Tuesday, January 20, 2009

Pieces on a chess board

I read once that if you show a chess master a snapshot of a game in progress for just a moment, he can re-create the placement of pieces on the board with a very high degree of accuracy. However, if you place pieces at random on a board, the chess master does no better than anyone else at correctly re-creating the arrangement.

This demonstrates that chess masters see the underlying structure of a chess position - so-and-so's opening or Knight's Gambit, call it what you will, while an ordinary person just sees chess pieces.

The message, I think, is that context is everything. Or perhaps that more is going on than meets the eye of a casual observer.
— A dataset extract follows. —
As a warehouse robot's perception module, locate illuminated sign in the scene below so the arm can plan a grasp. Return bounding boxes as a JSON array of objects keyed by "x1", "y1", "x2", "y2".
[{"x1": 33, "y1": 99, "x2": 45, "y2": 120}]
Maybe both.

In another way, you can drop some techno-babble and pretty pictures into a document or presentation and concinve the casual observer or layman that it means something, while a real expert will often sense the lack of underlying structure and recognize a fraud.

But the world is so complex that experts in any given field are rare. We're taught that vox populi is vox dei - but the majority of people can be tricked on any given subject. If the real experts aren't paying attention to the public or aren't as good at painting pictures for public consumption, the public will go with what it is shown - the fraud. I think that the fact that we've begun to accept that the universe is far bigger and more complex than we ever imagined before makes the problem worse - not only is there more to know, but things that are illogical on their face are often true. The world being flat makes more intuitive sense than the world being round - else why don't we fall off? Yet it is round. We accept that. And so we move on to accept more and more things that are less and less likely at first glance. Most of them are true.

Now along comes the internet - the ultimate test of the theory that an infinite number of primates at an infinite number of keyboards... suddenly all the information in the world is out there. Experts have no more voice than anyone else - just one person on a forum.

So how do we know what to believe when it comes to things we ourselves are not experts in?